Gleich nach der Landung am linken Ufer, an einem Orte wo sehr wenig Schatten war, befahl der Major das Lager aufzuschlagen, mit der Absicht, nicht weiter an diesem Tage fahren zu wollen, sondern der Rest sollte den Leuten zur Erholung freigegeben sein, damit mit frischen Kräften das Werk im neuen Jahre fortgesetzt werden könnte. Bald waren die Plätze, wo die Zelte stehen sollten, von geschäftigen Händen gesäubert, und diese aufgerichtet, suchte jeder vor den heißen Sonnenstrahlen in denselben Schutz; als die Soldaten dann ebenfalls ihre kleinen Leinwanddächer in Reihen aufgestellt hatten, würde dieses provisorisch errichtete Feldlager, das Leben und Treiben darin, einem Beobachter manches Interessante vor Augen geführt haben. Jedenfalls war es für alle ein behagliches Gefühl, vor den später in Strömen niederstürzenden Gewitterregen Schutz und Unterkunft zu finden, traten diese doch jeden Nachmittag auf, zuweilen noch Nachts, und nicht immer waren wir darauf vorbereitet, uns vor dem schnell heraufziehenden Unwetter zu schützen. Heute nun hatten wir Zeit gehabt, uns vorzusehen. Als die frühe Nacht hereinbrach, wurde die Frage der Sylvesterfeier erörtert, die zu dem Ergebniß führte, daß aus den Beständen von Weißwein, Cognac und Selter ein leichter Punsch gebraut werden könnte; sollte ein Uebriges geschehen, müßten aus einer Bootsladung mitgeführte Raketen hervorgesucht werden, um an der Schwelle des neuen Jahres ein kleines Feuerwerk abzubrennen.

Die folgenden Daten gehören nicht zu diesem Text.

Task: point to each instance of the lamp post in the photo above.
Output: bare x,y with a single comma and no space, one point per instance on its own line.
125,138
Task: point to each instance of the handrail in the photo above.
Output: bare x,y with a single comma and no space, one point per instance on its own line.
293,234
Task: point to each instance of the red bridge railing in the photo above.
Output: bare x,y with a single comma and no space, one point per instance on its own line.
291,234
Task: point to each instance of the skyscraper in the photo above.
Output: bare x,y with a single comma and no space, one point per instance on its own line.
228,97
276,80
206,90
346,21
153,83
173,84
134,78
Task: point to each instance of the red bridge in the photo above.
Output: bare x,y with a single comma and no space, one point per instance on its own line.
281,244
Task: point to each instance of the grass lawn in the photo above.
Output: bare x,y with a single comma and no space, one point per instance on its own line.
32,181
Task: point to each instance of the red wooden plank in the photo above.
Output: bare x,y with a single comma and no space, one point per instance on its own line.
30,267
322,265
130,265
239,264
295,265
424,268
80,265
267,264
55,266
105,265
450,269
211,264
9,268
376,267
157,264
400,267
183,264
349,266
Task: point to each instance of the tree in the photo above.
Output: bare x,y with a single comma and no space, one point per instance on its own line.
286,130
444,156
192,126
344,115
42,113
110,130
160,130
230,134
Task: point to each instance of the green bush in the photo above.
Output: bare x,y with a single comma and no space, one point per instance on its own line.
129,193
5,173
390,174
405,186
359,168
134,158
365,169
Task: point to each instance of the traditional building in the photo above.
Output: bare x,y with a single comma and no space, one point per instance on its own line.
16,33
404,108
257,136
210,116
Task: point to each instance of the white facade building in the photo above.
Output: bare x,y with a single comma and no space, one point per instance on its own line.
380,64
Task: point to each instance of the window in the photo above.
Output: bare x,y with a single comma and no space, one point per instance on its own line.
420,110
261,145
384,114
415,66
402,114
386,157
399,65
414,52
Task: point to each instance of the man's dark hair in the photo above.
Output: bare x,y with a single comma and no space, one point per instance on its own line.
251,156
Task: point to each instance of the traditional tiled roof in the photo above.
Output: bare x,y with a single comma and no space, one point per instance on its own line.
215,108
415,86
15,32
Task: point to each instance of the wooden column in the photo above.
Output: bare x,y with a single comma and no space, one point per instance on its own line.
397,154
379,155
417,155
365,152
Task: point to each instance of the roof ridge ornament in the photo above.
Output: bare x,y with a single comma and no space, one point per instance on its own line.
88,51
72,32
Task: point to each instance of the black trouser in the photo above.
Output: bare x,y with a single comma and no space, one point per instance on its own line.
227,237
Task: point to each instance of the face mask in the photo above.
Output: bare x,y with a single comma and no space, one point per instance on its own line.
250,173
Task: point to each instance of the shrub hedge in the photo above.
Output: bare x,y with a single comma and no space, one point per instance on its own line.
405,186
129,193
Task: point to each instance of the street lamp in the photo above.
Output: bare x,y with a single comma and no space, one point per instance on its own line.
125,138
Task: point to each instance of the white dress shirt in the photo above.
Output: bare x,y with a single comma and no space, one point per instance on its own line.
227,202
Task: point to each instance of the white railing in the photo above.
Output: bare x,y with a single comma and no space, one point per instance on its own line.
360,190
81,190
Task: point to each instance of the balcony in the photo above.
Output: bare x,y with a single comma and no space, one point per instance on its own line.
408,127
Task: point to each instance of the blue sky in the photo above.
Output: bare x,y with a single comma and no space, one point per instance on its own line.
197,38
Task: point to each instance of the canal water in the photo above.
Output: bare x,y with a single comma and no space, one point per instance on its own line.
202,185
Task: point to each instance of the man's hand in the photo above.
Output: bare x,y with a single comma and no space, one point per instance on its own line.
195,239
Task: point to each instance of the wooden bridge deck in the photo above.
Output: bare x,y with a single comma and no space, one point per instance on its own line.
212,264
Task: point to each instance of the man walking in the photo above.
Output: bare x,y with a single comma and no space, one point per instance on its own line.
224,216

Nur um die liebgewordene Gewohnheit, diese Feier auch hier zu begehen, aufrecht zu erhalten und nicht ohne Sang und Klang in das neue Jahr einzutreten, war ein Jeder bereit, das Seine dazu beizutragen; indes, als alles vorbereitet, -- Franke und ich hatten die Ausführung übernommen, -- wurde uns die Zeit doch recht lang, jedes Thema kam ins Stocken, und bald suchte der eine oder andere die Ruhe auf, legte sich wenigstens angekleidet nieder und überließ es uns, die letzte Minute nicht zu versäumen. Der Herr Major betheiligte sich wie gewöhnlich nicht daran, hatte aber natürlich seine Einwilligung zu den Vorbereitungen gegeben.